Stelios, as easyJet's boss is known by staff, passengers and adversaries, believes that "full-service" flying within Europe will be as endangered a species as the airship within a decade. In a bid to accelerate that demise, the Greek Cypriot millionaire treats each easyJet flight as a marketing opportunity. He talks to each passenger, researching their travel needs and building up a mental picture of the opportunities for placing the jets that are flying off the Boeing production line in Seattle, at the expense of traditional airlines.

Another weapon about to be unleashed by the easyJet chairman is much more sophisticated than the "we'll-get-you-there-more-cheaply" message that is the basic pitch of all no-frills airlines. Chapter one of the marketing handbook of traditional aviation in Europe amounts to "work out who the business travellers are, then write the rules to exclude them from the cheapest fares". Within weeks, travellers will be able to key their travel plans into an easyValue website. These will multiply and go forth unto the reservations systems of airlines and agents. The traveller will be urged, where appropriate, to buy two cheap return tickets and throw away the unused halves – a move that undermines the yield-management techniques by which every airline seeks to maximise the earnings from every seat.

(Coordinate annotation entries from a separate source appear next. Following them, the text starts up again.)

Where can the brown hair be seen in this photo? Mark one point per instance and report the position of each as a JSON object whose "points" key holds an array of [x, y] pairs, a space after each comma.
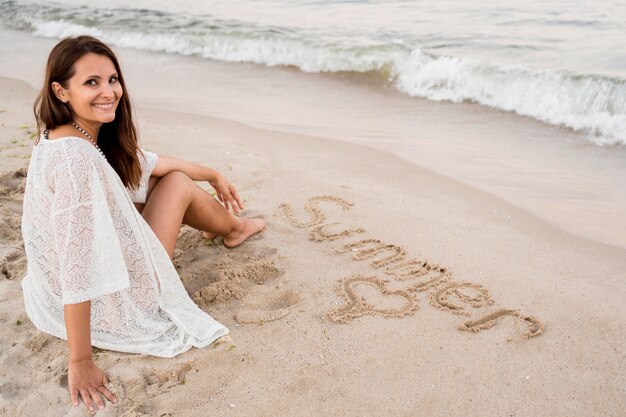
{"points": [[120, 144]]}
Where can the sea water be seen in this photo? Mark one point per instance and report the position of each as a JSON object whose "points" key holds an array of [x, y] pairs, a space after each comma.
{"points": [[526, 100]]}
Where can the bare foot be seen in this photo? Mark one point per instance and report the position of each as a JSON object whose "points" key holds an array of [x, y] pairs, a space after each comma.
{"points": [[209, 235], [247, 228]]}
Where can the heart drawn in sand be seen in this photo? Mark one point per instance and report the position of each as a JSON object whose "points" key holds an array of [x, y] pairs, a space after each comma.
{"points": [[356, 305]]}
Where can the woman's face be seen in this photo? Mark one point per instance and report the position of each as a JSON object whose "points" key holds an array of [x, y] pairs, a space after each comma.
{"points": [[94, 91]]}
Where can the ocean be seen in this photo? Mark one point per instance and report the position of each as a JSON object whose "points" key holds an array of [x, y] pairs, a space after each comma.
{"points": [[523, 100], [561, 62]]}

Next week I shall fly off on holiday, travelling down the Rhine. The outbound flight, from Heathrow to Basel, is theoretically free – I "bought" it with BA frequent-flyer miles. But the "taxes, fees and charges" that the airline applies amount to more than the total cost of the homebound journey on Ryanair from Frankfurt to Stansted.

British travellers enjoy far more options for low-cost flying than any Continental country. BA, as the UK's biggest airline, has taken plenty of knocks from the new boys. But BA is already well into a programme of controlled contraction, and is pumping hundreds of millions into enhancing its product to distance itself from the low-cost operators. Other European airlines have been more seriously wounded. Even Eurostar has said that Ryanair's new service between Stansted in Essex and Charleroi in Belgium is damaging sales between Waterloo and Brussels. The airline that flies to places to which you didn't know you wanted to go has fares low enough to persuade 9 million people to use it this year, but high enough to earn it £6 profit per passenger.

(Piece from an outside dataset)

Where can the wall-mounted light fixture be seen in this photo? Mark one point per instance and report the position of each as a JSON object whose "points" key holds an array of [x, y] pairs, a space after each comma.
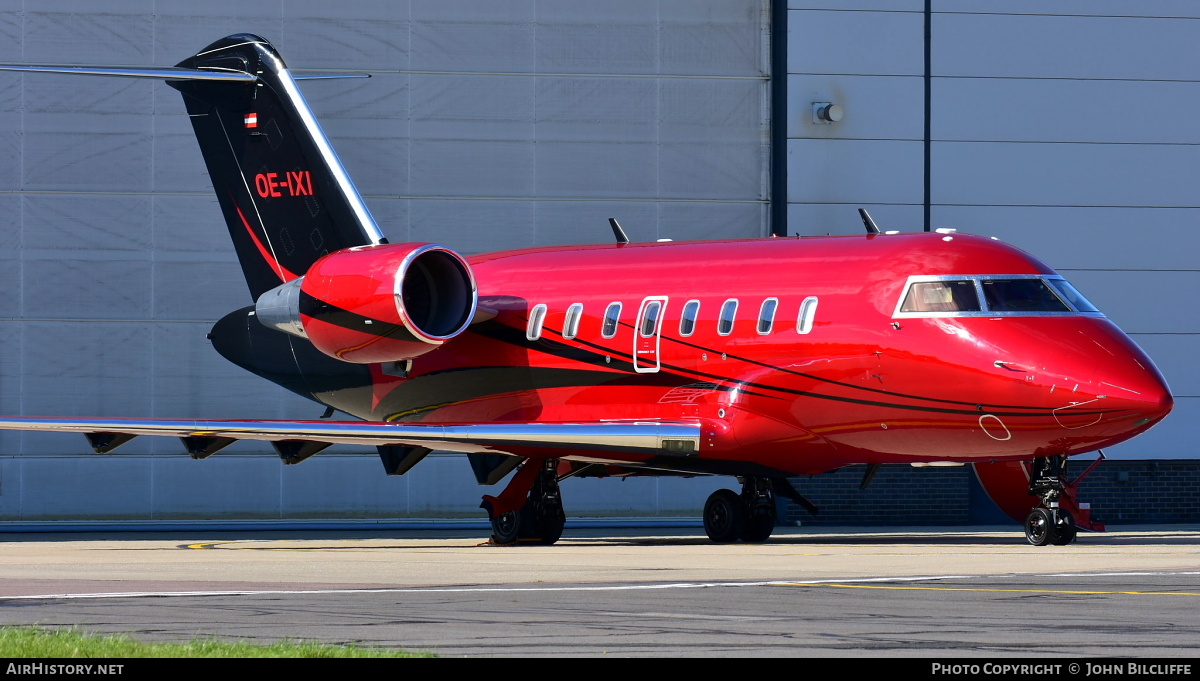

The only losers are the airlines that have been taking us all for a ride for far too long, right? No. Ask the loyal customers of KLM uk, which built up an excellent Anglo-Scottish network in the days when no-one else wanted to fly from Stansted. Competition from Go, easyJet and Ryanair crippled the airline. All flights to Scotland were scrapped, and KLM uk's new no-frills identity, Buzz, is just a shadow of the former route network.

The biggest concern, though, is the air – its quality, the noise transmitted through it, and the increasing crowds of aircraft trying to fly through it. Britain taxes most things, but not aviation fuel, which is one reason the airlines can afford to slug it out in the skies between Edinburgh and Dublin. The residents of those cities, plus the people who live around Stansted and Luton, are unlikely to welcome yet more flights.

There is plenty for Mr Blair to digest while he is not enjoying Ryanair's non-existent free lunch.